"The Ambitious Guest" begins in a moment of great tranquillity, with a family cozily gathered around their hearth. Father and mother, eldest daughter and aged grandmother, are briefly described as assuming the guises of persons of their ages who are filled with great contentment. Although they are entirely comfortable, mention is made of the harsh winter weather and the dangerous position of the cottage, over which towers a mountain. The noise of stones tumbling down the mountain has often startled the family at midnight.
Throughout the story, a contrast is made between the cozy harmony within and the stormy conditions of nature outside. The wind rattles their door, and they are glad of the company of a young traveler, who proceeds to make himself at home in the welcome atmosphere of the friendly family.
The Ambitious Guest is "frank-hearted" and quickly engages the family in a discussion of his plans to make a reputation for himself. He finds in them a responsive mood that encourages his conversation about how a person must make his mark on life. As they are caught up in his enthusiasm, several family members express very personal feelings about their lives.
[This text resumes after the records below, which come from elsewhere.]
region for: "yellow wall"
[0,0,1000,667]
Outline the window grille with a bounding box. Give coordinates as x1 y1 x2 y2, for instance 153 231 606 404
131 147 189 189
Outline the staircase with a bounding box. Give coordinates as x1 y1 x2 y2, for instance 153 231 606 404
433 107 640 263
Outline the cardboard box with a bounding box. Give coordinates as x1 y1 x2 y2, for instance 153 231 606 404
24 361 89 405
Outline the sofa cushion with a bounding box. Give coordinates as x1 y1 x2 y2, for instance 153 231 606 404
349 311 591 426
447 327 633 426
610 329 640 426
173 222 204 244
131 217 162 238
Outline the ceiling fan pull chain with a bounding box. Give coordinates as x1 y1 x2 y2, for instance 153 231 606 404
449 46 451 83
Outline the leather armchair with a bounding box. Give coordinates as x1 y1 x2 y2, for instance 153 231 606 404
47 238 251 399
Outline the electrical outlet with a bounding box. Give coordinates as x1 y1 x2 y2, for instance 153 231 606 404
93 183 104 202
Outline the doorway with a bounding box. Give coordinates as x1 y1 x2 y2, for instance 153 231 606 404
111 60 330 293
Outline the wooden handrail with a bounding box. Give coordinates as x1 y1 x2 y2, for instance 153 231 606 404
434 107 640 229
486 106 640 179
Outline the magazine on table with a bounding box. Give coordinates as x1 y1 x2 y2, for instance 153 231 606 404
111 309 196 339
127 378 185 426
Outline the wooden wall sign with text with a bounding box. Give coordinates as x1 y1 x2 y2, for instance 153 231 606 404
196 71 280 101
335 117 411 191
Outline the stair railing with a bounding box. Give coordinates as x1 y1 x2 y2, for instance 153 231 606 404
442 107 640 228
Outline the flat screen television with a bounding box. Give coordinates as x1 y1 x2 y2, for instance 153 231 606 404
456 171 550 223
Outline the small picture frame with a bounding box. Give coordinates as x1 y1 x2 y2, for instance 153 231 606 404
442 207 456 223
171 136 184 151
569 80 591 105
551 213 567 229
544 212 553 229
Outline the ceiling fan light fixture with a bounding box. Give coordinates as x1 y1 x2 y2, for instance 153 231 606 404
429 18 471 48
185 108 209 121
The father would like a better property and a better title (Squire)—in short, a station in life that would command the respect of his community. One of the younger children, excited by all this discussion of life’s possibilities, calls out to his mother that he would like everyone, the guest included, to "go and take a drink out of the basin of the Flume!" His seemingly extravagant notion of visiting a brook that spills over into a "deep precipice" amuses the others, who cannot imagine leaving the presumed safety and comfort of the cottage.
One by one, however, the family members forsake their usual placid acceptance of things as they are and admit to various fancies, so that, as the mother says, "we’re in a strange way, to-night.
" The guest himself is portrayed as having "a high and abstracted ambition." A solitary wanderer, his dreams of making his mark are just that—dreams, reveries removed from the concreteness of domestic life as it is evoked at the beginning of the story.
The talk turns to death, as the grandmother confesses to a strange preoccupation with a superstition of her youth, that a corpse cannot rest in the grave if it suspects that something about its appearance is awry. She asks her children to make a point of holding a looking glass over her face to get a glimpse of herself after she is laid out for the grave. "Old and young, we dream of graves and monuments," murmurs the guest, who has stimulated the whole family to think about how it wants to be remembered.
Reminders of the roaring wind and of the harsh, inhospitable elements outside finally culminate in the "awful sound" of a slide. The family rushes from the cottage seeking a safer haven but, in fact, flees "right into the pathway of destruction." The whole mountain falls upon them. In the aftermath, their cottage remains intact and the circumstances of their lives are apparent to all who observe the tokens the family has left behind. Only the identity of the guest remains in doubt, his ambition having come to nought.